Installation and Getting Started Guide

Installation and Getting Started Guide

Memory Requirements

Memory Requirements

Informatica Address Verification stores different types of objects, such as address objects, pre-loaded reference address databases, and caches, in memory. When you define memory allocations for Address Verification, consider the different objects and their combined memory requirements.
The IDVEConfig.json file stores the properties that define the memory requirements. Update the property values if necessary to suit your installation.
Consider the following values when you review the memory requirements:
  • MaxMemoryMegabytes. The total amount of memory that the data verification engine may allocate for data preloading and processing.
  • NumFunctionServers. The number of function servers available for processing. Also, determines the number of inputs that the engine can process in parallel.
  • NumHotStandbyFunctionServers. The number of standby function servers.
  • FileSetsHotSwappingEnabled. Enables or disables dynamic switches between two file sets.
  • MaxNumJobs. The maximum number of jobs that can exist concurrently.
  • MaxNumInputs. The maximum number of addresses that you can submit for verification in a single job.
  • MaxNumResults. The maximum number of address results that the function can return after execution.
  • MaxNumVariants. The maximum number of output variants that the function can return after execution.
  • NumLargeInternalOutputBuffers. The number of large output buffers that the engine creates during initialization. The buffers contribute to the required memory when you use the Java or Microsoft .NET wrapper that Informatica provides for the engine.
The default value on the MaxMemoryMegabytes property is 1024 MB. The default configuration values are sufficient to initialize the engine, but they are not likely to be adequate for data preloading.
The Java and .NET APIs are wrappers for the C API.
Engine execution takes place outside Java in unmanaged code.

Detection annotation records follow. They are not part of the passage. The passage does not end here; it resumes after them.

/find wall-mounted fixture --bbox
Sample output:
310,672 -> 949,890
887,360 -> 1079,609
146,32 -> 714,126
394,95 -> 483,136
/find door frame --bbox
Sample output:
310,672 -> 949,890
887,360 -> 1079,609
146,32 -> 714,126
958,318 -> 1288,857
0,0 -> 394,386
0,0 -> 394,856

Calculating Memory Requirements

You can use the following formula to calculate the amount of shared memory that the engine will try to allocate during initialization:
34 MB + (MaxNumJobs * Job Size in MB) + (Total Function Server Count * 35 MB)
The formula contains the following elements:
  • 34 MB and 35 MB. Constant values that represent internal engine activity.
  • MaxNumJobs. The maximum number of jobs that can exist concurrently, as represented by the MaxNumJobs property.
  • Total Function Server Count. The sum of the NumFunctionServers and NumHotStandbyFunctionServers property values. If you enable file set hot-swapping, double the values.
  • Job Size. The job size recorded in the initialization log. The following string shows a sample log entry:
    [IDVE] STATUS: Creating AV jobs in shared memory (16 jobs at 54608085 B each)
    In this string, 54608085 bytes represents the job size.

Sample Scenarios

The following table describes a range of installation scenarios and the approximate quantities of memory that each may require:
Batch, single input, medium volumes (10M+)
Batch, single input, large volumes (100M+)
Batch, bulk input, large volumes (100M+)
QuickCapture / Interactive, large volumes (100M+)
Enterprise service provider, extra large volumes (500M+)
NumFunctionServers
4
8
8
8
16
NumHotStandby FunctionServers
1
1
1
1
4
FileSetsHotSwapping Enabled
false
false
false
false
true
MaxNumJobs
4
8
8
8
16
MaxNumInputs
1
1
1000
1
100
MaxNumResults
1
1
1
100
100
MaxNumVariants
1
3
3
3
3
Minimum required memory (approximate)
2,592 MB
4,612 MB
8,772 MB
4,967 MB
20,975 MB
Shared memory portion (approximate)
211 MB
355 MB
4,503 MB
708 MB
2,268 MB
The minimum required memory value in each scenarios does not include memory for data preloading.